"Darbe iddiaları iftira"

Genelkurmay Başkanı Orgeneral İlker Başbuğ, 2009 yılının ikinci döneminden itibaren planların kendisi üzerine yapıldığı ve döneminde darbe olacağı yönünde iddiaların ''iftira'' olduğunu belirterek, ''Bunu kesinlikle reddediyorum'' dedi.

Abone Ol google-news
Yayınlanma: 05.07.2010 - 17:50

Başbuğ, Star televizyonunda Arena programında Uğur Dündar'ın sorularını yanıtladı. Dündar'ın, ''Sizin Genelkurmay Başkanlığı döneminiz sürekli darbe iddialarının Ergenekon iddianameleriyle gündemde tutulduğu, pek çok Silahlı Kuvvetler mensubunun tutuklandığı, bazı emekli Silahlı Kuvvetler mensuplarının, generallerin tutuklandığı bir süreç olarak gelişti. Sizin döneminiz bir darbe dönemi olarak mı planlandı'' sorusuna Başbuğ, ''Bu, bir kere bana büyük bir iftira. Bu ne biçim iştir. Deniliyor ki, 'ben genelkurmay başkanı oluyorum, olacağım veya 2009 yılının ikinci döneminden itibaren planlar benim üzerimeymiş ve benim dönemimde darbe olacak.' İftira. Bunu kesinliklikle reddediyorum'' yanıtını verdi. Başbuğ, sözlerini şöyle sürdürdü:

''1.5 yıl sonra ne olacak' diye yazan, tahmin eden bir yazı üzerine biraz düşünürsek bence iki şık var veya iki hareket tarzı var. Birincisi hakikaten birilerinin elinde, bilmiyorum kim, kimseyi de itham etmiyorum, 2009 yılının ikinci döneminden itibaren darbe, darbeye hazırlık yönünde bazı faaliyetler olacağına yönelik bilgiler var. Ne zaman? 2008 Ocak. Olabilir mi? Bu, faraziye durumu, varsayımı kabul edelim ki evet, o zaman herhalde bir ciddi devlette yapılması gereken nedir? Bu bilgilerin Türk Silahlı Kuvvetlerinin komuta kademesi, tabii dönemin Genelkurmay Başkanı ile paylaşılması lazım. 'Efendim, bizde bakın, böyle böyle bilgiler var, buyurun hep beraber hukuku da çalıştıralım, sistemi de çalıştıralım elbette böyle yanlış, sapık düşüncelerde olanlar varsa onlara gerekli işlemi yapalım' denilmesi lazım.

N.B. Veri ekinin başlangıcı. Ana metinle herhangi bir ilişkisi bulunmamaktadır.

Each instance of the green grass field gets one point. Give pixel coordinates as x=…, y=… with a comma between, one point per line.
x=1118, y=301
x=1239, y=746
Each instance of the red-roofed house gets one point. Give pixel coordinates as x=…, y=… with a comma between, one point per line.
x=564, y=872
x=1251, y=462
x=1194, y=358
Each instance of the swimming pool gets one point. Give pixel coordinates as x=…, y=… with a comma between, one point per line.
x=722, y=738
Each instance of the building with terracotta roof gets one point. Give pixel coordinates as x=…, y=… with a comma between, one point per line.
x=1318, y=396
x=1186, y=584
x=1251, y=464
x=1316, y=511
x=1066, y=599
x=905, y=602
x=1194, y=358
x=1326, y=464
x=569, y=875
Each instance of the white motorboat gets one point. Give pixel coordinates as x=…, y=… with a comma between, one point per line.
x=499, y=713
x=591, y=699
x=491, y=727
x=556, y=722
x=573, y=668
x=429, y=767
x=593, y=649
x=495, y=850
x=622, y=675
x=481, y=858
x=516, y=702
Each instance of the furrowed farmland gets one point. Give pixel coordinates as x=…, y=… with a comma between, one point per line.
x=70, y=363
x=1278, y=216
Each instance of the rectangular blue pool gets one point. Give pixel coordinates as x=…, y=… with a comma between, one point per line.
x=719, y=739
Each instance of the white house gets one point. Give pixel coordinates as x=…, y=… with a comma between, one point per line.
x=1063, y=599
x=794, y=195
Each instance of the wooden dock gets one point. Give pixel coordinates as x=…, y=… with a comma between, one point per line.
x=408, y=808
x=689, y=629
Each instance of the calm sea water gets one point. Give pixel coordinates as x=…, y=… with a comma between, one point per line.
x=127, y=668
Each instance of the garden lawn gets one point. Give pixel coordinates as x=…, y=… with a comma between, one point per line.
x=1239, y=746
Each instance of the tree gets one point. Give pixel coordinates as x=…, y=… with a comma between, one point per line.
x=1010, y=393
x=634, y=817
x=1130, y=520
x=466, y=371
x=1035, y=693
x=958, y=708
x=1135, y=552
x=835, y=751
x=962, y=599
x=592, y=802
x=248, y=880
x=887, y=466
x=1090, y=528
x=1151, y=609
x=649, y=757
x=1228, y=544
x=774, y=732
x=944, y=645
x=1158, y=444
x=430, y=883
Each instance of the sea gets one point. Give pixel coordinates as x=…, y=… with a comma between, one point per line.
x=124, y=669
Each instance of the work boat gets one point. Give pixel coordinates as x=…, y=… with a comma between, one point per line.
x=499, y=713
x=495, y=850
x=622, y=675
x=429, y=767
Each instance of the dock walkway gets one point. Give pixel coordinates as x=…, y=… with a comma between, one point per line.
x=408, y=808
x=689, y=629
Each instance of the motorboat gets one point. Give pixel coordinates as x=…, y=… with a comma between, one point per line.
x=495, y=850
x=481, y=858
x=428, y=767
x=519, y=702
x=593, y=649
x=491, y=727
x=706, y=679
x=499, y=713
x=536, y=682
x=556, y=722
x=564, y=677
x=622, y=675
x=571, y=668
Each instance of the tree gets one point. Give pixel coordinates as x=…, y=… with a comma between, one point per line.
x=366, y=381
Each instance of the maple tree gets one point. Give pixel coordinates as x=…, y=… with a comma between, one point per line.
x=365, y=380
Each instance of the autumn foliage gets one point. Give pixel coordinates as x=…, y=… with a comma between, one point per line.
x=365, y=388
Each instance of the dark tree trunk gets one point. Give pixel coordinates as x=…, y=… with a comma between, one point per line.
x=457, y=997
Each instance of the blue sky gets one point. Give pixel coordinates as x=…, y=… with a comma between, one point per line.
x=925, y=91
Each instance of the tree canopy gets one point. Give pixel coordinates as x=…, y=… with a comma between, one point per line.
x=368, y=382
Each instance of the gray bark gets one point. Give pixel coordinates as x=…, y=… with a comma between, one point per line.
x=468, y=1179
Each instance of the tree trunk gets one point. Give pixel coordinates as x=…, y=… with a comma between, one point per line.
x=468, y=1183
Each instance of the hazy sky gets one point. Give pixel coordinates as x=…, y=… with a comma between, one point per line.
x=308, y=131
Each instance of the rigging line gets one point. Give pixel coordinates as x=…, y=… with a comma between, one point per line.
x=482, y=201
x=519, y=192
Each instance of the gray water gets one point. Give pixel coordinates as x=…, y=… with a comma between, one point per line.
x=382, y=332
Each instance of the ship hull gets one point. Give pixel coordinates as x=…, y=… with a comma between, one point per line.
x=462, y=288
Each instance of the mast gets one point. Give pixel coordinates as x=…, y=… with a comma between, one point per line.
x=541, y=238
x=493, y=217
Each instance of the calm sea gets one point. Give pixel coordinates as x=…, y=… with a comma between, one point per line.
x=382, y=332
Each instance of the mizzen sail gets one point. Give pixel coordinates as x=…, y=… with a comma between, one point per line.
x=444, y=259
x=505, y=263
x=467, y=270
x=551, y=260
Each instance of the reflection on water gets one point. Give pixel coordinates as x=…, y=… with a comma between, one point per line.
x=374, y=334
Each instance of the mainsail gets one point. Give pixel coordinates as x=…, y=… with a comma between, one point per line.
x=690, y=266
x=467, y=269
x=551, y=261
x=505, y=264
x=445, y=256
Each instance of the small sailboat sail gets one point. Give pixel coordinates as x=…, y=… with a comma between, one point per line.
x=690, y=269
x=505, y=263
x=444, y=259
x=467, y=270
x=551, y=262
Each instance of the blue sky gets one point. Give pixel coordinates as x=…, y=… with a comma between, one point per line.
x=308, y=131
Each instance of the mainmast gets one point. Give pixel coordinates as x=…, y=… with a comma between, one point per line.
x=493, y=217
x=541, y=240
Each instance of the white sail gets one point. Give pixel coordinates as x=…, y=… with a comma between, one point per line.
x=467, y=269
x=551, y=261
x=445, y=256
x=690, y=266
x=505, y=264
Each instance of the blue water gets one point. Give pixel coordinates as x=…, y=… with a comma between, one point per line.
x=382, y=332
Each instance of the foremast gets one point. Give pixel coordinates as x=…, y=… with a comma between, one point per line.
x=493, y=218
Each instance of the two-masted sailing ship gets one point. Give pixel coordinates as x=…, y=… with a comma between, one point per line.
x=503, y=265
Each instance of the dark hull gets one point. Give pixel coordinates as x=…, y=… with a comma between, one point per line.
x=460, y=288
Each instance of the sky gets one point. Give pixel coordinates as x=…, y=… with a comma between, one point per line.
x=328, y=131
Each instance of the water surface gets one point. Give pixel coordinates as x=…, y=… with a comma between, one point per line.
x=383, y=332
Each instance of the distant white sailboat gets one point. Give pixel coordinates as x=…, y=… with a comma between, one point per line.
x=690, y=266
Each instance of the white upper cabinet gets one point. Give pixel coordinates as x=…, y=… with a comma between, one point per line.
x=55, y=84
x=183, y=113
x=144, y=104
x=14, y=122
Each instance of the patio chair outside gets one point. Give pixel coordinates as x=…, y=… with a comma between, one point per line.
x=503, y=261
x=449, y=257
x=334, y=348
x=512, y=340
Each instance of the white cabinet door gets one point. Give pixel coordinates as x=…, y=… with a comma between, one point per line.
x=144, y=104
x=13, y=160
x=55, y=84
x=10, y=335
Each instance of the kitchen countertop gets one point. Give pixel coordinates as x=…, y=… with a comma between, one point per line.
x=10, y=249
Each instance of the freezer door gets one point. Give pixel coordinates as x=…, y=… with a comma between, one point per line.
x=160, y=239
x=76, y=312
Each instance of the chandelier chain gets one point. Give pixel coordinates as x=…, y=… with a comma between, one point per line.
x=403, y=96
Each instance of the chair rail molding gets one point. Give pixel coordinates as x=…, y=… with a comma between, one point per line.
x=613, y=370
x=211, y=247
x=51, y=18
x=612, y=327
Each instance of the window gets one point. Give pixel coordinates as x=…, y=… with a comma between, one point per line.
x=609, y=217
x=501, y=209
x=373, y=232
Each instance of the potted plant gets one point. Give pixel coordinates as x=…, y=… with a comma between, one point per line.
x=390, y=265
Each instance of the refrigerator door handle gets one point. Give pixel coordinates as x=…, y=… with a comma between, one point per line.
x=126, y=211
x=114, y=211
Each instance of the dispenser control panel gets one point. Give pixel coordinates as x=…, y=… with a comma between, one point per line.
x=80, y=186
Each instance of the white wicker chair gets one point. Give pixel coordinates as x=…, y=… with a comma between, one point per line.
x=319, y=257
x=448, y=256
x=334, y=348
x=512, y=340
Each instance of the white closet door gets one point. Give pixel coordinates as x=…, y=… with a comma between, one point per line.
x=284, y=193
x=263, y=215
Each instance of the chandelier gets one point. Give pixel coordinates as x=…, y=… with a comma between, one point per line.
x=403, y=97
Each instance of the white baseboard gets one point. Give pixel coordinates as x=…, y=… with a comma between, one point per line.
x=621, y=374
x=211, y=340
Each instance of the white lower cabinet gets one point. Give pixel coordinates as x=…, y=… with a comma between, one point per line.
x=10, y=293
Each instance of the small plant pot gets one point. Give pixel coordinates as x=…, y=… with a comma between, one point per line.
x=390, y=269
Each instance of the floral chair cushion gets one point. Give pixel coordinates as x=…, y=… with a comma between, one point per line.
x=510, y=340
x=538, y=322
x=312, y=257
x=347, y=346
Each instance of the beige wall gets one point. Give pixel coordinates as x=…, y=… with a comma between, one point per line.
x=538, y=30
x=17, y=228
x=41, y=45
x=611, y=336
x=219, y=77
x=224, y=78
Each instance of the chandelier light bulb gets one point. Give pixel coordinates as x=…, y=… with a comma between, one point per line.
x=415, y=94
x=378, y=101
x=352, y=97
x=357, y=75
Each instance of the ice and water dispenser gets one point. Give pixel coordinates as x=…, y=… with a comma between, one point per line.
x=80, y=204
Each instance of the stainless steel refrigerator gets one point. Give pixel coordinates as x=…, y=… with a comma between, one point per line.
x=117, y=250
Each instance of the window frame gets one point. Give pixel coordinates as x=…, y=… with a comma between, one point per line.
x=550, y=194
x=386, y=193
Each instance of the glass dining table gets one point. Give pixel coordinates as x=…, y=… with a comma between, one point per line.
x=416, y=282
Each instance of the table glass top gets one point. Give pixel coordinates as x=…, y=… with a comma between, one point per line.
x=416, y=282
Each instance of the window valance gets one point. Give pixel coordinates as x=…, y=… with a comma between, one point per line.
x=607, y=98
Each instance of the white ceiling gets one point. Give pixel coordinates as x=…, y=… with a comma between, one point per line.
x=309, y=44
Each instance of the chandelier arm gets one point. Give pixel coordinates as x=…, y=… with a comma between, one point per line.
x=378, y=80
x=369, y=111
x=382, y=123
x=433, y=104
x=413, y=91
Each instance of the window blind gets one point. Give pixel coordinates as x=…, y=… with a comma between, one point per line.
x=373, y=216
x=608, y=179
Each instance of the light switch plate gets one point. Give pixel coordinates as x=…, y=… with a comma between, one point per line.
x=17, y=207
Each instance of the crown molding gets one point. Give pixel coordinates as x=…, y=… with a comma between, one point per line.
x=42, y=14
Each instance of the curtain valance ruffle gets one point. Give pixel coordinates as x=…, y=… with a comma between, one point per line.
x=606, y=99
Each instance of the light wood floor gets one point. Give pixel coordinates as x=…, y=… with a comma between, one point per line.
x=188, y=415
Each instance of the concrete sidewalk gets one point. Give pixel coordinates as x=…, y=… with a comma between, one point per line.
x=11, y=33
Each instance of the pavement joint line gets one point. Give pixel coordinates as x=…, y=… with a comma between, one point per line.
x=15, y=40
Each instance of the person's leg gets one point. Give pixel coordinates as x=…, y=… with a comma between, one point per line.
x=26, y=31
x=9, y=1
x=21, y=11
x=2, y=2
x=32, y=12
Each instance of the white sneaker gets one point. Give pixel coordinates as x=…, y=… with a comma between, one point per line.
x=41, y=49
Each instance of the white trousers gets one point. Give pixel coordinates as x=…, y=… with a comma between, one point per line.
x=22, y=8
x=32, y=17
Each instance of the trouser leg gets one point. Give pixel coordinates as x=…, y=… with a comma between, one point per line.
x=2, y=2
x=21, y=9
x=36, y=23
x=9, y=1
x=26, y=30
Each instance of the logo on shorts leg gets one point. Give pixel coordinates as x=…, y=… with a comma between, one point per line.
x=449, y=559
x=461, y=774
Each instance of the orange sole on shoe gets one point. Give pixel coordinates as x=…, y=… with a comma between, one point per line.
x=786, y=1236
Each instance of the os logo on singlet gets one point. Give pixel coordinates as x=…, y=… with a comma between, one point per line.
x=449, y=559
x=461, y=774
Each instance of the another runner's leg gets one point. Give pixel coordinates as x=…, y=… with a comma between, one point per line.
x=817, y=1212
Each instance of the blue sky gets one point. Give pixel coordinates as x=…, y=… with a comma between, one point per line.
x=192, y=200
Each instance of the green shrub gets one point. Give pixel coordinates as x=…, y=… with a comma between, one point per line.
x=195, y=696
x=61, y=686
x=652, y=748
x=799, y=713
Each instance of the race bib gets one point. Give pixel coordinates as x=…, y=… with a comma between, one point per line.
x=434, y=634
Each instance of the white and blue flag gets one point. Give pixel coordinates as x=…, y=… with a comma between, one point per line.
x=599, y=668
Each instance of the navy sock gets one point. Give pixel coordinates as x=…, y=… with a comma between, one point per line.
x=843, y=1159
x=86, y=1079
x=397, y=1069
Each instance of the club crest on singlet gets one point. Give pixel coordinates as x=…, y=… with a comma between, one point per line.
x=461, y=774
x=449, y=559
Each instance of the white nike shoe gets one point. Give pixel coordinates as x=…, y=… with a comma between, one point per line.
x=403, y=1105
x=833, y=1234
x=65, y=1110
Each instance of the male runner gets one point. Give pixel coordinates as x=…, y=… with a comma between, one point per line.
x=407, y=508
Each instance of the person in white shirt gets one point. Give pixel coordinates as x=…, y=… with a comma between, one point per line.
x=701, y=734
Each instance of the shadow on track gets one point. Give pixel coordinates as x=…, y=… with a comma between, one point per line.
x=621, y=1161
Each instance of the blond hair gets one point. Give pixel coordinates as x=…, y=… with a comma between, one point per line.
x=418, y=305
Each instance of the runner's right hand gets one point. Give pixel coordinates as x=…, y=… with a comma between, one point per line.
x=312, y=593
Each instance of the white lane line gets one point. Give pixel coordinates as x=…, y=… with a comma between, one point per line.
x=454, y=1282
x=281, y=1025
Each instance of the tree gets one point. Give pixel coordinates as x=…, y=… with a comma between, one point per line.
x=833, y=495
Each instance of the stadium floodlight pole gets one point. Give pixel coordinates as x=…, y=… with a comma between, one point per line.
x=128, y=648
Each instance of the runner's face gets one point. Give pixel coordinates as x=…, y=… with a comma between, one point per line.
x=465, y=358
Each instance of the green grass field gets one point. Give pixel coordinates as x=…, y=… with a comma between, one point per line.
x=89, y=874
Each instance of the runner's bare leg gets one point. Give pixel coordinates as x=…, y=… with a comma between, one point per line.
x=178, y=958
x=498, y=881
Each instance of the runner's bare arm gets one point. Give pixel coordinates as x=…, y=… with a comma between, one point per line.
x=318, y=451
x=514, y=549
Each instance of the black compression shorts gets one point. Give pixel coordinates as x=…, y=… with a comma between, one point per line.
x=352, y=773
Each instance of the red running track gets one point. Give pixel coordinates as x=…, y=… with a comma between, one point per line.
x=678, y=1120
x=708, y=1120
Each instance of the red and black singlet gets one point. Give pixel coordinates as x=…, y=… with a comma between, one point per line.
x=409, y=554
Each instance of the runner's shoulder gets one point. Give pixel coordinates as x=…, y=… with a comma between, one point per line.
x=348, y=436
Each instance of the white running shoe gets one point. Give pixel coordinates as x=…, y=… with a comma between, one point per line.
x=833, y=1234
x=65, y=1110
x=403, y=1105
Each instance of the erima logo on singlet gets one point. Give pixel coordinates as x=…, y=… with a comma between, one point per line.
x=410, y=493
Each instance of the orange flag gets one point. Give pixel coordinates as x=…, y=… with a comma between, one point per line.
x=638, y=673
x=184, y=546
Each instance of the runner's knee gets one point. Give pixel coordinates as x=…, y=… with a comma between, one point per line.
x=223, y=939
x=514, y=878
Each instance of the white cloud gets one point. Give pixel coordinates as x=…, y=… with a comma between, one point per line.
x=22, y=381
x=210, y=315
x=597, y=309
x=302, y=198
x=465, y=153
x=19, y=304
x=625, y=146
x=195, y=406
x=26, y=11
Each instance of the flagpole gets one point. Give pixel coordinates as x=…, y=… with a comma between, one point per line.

Peki ikincisi ne olabilir? İkinci şıkta insanın aklına şu geliyor; birilerinin elinde, kimseyi itham etmiyorum tekrar, Türk Silahlı Kuvvetlerine karşı bizim tabirimizle asimetrik psikolojik harekat anlamında kullanılabilecek bazı bilgiler, birşeyler var. Alınmış, birşeyler yapılmış, çizilmiş vesaire. Bu bilgileri herhalde onlar 2009'un ilk çeyreğinden sonra uygulamayı, kamuoyuna duyurmayı veya hukuki süreçlerde kullanmayı düşünüyorlardı. Yani ben başka birşey düşünemiyorum bu olayın içinde.

Gülüp geçebilirsiniz, bu söylediklerime 'komplo teorisi' de diyebilirsiniz. Hepsine saygı gösteririm. İlk görevi aldığım günden bugüne kadar ne söylediysem, ne yaptıysam arkasındayım kelimesi, virgülü...''

''Bizden de yanlış adamlar çıkabilir"

Başbuğ, ''İrtica İle Eylem Planı''na ilişkin haberi anımsatarak, şunları kaydetti:
''12 Haziran 2009'da ne oldu? Bir gazetede, malum gazetede, bu irtica ile eylem planı çıktı. Orada da tabii ilginç bir nokta var. Bu planın gazeteye polis tarafından servis edildiği açık, soruşturma açılıyor çünkü. Soruşturmanın da ne olduğunu merakla bekliyorum. Ondan sonra bir süreç geçti işte, onlara geri dönmek istemiyorum. 2009'a geldik bir ihbar mektubu çıktı. Bir subay yazmış. Olabilir, bizden de yanlış adamlar çıkabilir. Türk Silahlı Kuvvetleri büyük bir kurum, 700 bin kişi. Türk Silahlı Kuvvetlerinin içinden hiç yanlış yapan adam çıkmaz. Hayır efendim bizden de çıkabilir. Önemli olan çıkanı bulup gereğini yerine getirmek.''

''Askerin üzülmeye hakkı yok"

Görev süresi içinde kendisini en fazla üzen olayın ne olduğunun sorulması üzerine Başbuğ, ''Biz askeriz. Askerin üzülmeye hakkı yok'' dedi. Görev başındaki askerin üzüntüsünü ne yüzüne ne de personeline aksettireceğini söyleyen Başbuğ, ''Acılı çok anlar yaşadık, doğrudur. Acınızı yüreğinize gömeceksiniz, taş basacaksınız, dik ve metin olacaksınız. Hele astlarınıza üzüldüğünüzü göstermek kesinlikle doğru bir hareket değil. Tabii şehit olayları... Elbette üzülüyoruz, ama yüreğimize basıyoruz'' diye konuştu.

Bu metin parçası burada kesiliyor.